Never over Tara, the Inner City People's Princess

After a long absence, Tara Abrahams-Clivio is back writing for the Jamaica Observer. I wonder if she's writing anything sensible? I would never put myself through the torture of trying to figure out what she's trying to say but I saw something that could not be ignored.

Recently, Mrs. Clivio wrote some poetry about the plight of inner city people. The title of her article should have been:

"A Vacca Foeda, on What she Thinks Life is Like in Jamaican Inner City Communities".

I wonder if she is planning to write anything else about the plight of innercity people? An epic text, detailing the grinding poverty of her compatriots. God knows they can't read or write to save themselves. Poor darlings, and they are so ambitious. The people of the inner city need Princess Tara, the Innercity People's Princess, to save them. Just one look at her pale skin will quench their thirst and satisfy their hunger. They will realise how poor and hopeless they are, and will stop wanting to leave the inner city where they don't deserve to be, but where they are anyway, sadly, because this is the only way Princess Tara can feel good about herself. I know she enjoyed her tour.

Here are some questions for you, Mrs. Clivio, to frame your epic text on the inner city:

1. Mrs. Clivio, have you ever sat down to have a talk with the 18-year-old girl who is living with her unemployed boyfriend in an inner city community, but who feels that she has no choice but to have unprotected sex with your white lawyer friend from foreign, on that day's issue of the Jamaica Gleaner, spread out on the floor of his office every evening after work so she can pay the rent? Would you offer her free coffee in your fancy uptown coffee shop? Or is it just a service you provide to potential clients who can afford it anyway?

2. Mrs. Clivio, have you ever used the facilities (bathroom, toilet, shower) in an inner city community home? No, not one in a Housing Trust housing scheme.

3. Mrs. Clivio, have you ever sat down in a poorly lit bar/restaurant in an inner city community and had yourself a lunch of fried chicken leg and white rice with ketchup gravy? Did you smell the stench of cigarrette smoke, Heinekin and rum? Did the sound of loud chatter and dominos clanging on the tables ring in your ears?

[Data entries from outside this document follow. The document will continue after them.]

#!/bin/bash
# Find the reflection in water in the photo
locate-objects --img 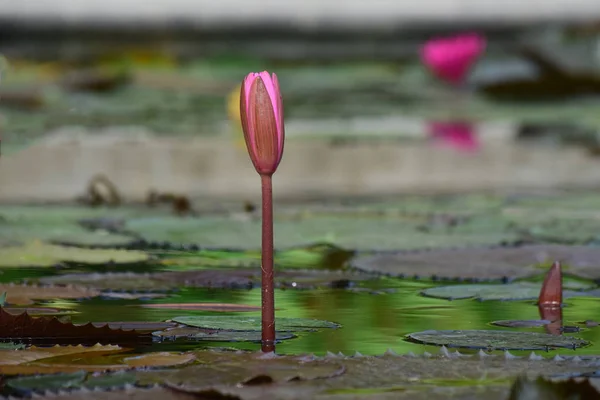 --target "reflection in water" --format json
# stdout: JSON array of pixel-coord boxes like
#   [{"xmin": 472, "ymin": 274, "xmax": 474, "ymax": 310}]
[
  {"xmin": 8, "ymin": 267, "xmax": 599, "ymax": 357},
  {"xmin": 539, "ymin": 305, "xmax": 563, "ymax": 336},
  {"xmin": 428, "ymin": 121, "xmax": 480, "ymax": 153}
]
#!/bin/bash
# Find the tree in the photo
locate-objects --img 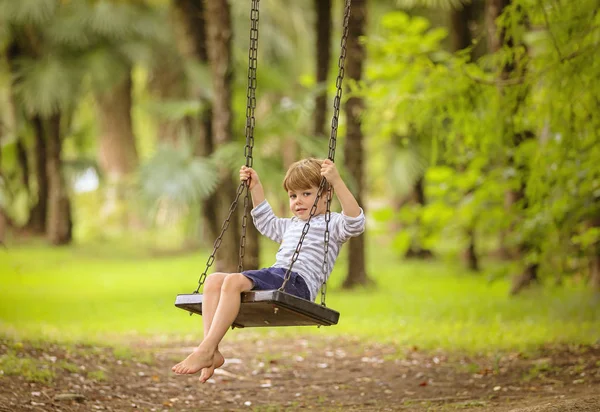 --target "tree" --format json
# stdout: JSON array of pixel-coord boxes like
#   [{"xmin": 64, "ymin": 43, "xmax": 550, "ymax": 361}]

4. Mrs. Clivio, have you ever had a talented, educated young man living in the inner city make love to you, doggy style, on the bed he shares with his younger brother, with the roar of a rusted fan, the strong odor of cheap cologne, and music from Irie FM attacking your senses? Would you offer him a steak dinner if you heard his stomach growl after you rolled off the bed, with a wide grin on your face, exhausted from two back-to-back sessions of deep thrusting? It's a miracle that he has so much energy, you might think, because he's undernourished.

If you have never done any of the above things, Mrs. Clivio, you don't really know what life is like for people in the inner city. It means that when you write about the housing plight of people in the inner city, it is either out of embarrassment, or for lack of anything sensible to do with your time.

I would like to see what you write about inner city people after you've chewed and swallowed the oppressive need for a better life, and then felt it seeping out through your pores. What will you say after chronic depression, fear, shame, and low self-esteem send shockwaves of orgasms through your body?

Maybe then you will have the proper perspective.